In Italia aumentano le restrizioni, lo spazio a disposizione si riduce drasticamente – Regione Lombardia chiusa in uscita ed entrata – mentre fortunatamente per il business i confini si allargano.

In pochi ante coronavirus sapevano chi fosse il Gruppo Angelini, multinazionale italiana che opera nel settore farmaceutico, salute e benessere con circa 1,7 miliardi di fatturato(nel 2019) e oltre 6000 dipendenti. Il gruppo ha deciso di attraversare la frontiera americana con un investimento importante: 190 milioni di euro per acquistare il marchio Thermacare, circa 70 milioni di fatturato con i cerotti analgesici per i dolori muscolari e uno stabilimento ad Albany in Georgia. Andrà ad affiancarsi a prodotti come Tachipirina, Amuchina, Moment e Tantum Verde, la parte più nota della scuderia di prodotti del gruppo.

L’acquisizione permetterà ad Angelini Pharma di rafforzare il business Consumer Healthcare, consolidando la sua presenza a livello internazionale. “Oltre ai farmaci da prescrizione, Angelini Pharma è riconosciuta per aver costruito un business di successo nel settore dell’healthcare fornendo continuamente soluzioni di alta qualità ai nostri clienti”, ha detto l’amministratore delegato di Angelini Pharma Pierluigi Antonelli. “Sono convinto che l’accordo ThermaCare® rappresenterà un significativo motore di crescita per la nostra espansione internazionale”.

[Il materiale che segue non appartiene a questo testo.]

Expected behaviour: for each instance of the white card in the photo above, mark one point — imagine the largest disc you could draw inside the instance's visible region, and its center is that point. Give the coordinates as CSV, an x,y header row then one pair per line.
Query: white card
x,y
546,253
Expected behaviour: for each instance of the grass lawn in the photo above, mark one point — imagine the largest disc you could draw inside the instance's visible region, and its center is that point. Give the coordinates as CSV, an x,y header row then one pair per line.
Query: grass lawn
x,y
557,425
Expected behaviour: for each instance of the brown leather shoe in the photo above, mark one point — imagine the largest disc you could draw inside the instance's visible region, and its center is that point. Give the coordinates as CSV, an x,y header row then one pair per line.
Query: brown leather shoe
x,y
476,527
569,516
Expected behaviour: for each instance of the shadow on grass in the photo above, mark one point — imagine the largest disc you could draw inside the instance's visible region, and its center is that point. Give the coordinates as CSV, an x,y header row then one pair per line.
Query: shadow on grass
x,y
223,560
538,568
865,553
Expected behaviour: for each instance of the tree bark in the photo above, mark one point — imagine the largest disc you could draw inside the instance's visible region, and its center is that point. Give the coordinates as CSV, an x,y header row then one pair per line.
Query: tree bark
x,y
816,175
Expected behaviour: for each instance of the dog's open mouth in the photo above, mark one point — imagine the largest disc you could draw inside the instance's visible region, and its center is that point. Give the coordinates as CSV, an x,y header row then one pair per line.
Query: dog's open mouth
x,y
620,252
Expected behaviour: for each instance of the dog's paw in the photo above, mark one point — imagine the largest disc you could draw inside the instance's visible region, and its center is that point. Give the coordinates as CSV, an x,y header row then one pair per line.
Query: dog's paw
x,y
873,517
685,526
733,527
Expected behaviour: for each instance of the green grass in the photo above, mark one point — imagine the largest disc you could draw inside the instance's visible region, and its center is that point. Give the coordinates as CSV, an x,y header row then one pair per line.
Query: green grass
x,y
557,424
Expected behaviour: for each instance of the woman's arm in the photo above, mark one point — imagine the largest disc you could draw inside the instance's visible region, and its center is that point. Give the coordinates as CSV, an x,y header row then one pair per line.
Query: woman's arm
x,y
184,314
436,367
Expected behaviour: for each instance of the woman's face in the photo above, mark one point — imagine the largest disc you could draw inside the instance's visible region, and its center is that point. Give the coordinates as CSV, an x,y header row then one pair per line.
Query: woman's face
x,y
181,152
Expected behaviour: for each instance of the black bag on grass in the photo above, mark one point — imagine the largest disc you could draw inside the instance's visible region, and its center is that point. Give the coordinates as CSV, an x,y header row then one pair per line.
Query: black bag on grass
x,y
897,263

Il gruppo che ha appena compiuto cento anni ed è presieduto da Francesco Angelini, 74 anni, ha trasformato in opportunità il risiko in atto tra i colossi mondiali della farmaceutica. Ha infatti comprato Thermacare dalla Gsk (ex Glaxo) che, dopo la fusione delle sue attività nei prodotti per la salute con quelle della Pfizer, ha rinunciato alla società dei «cerotti», obbligata dall’Antitrust di Bruxelles.

ANGELINI: 100 ANNI DI STORIA

Tutto è iniziato da Ancona nel 1919, quando il 32enne farmacista marchigiano Francesco Angelini insieme a due soci, costituisce una società per la produzione e vendita di medicinali. Nel 1922 la società prende il nome di ANFERA e si distingue per lo sviluppo di una rete di consegna diretta dei medicinali alle farmacie dell’Italia centro-meridionale tanto da diventare, nel 1939, il primo distributore italiano del settore. Nel 1941 la società viene sciolta e Francesco Angelini fonda l’ ACRAF – Aziende Chimiche Riunite Angelini Francesco. Da qui seguiranno anni di successo, innovazione e ricerca, dalla commercializzazione della Tachipirina, Tantum Verde e Moment, al settore vitivinicolo con l’acquisizione delle cantine Puiatti in Friuli e, in Valpolicella, Bertani, quest’ultima nota come uno dei più prestigiosi produttori di Amarone.

L’ultimo decennio è stato infatti contrassegnato da 730 milioni di investimenti, dei quali 355 milioni nella farmaceutica e il resto nel settore consumer. Un business, quest’ultimo che vede protagonista la Fater, storica alleanza paritetica con Procter & Gamble, numero uno nel personal care con 950 milioni di ricavi e marchi come Pampers.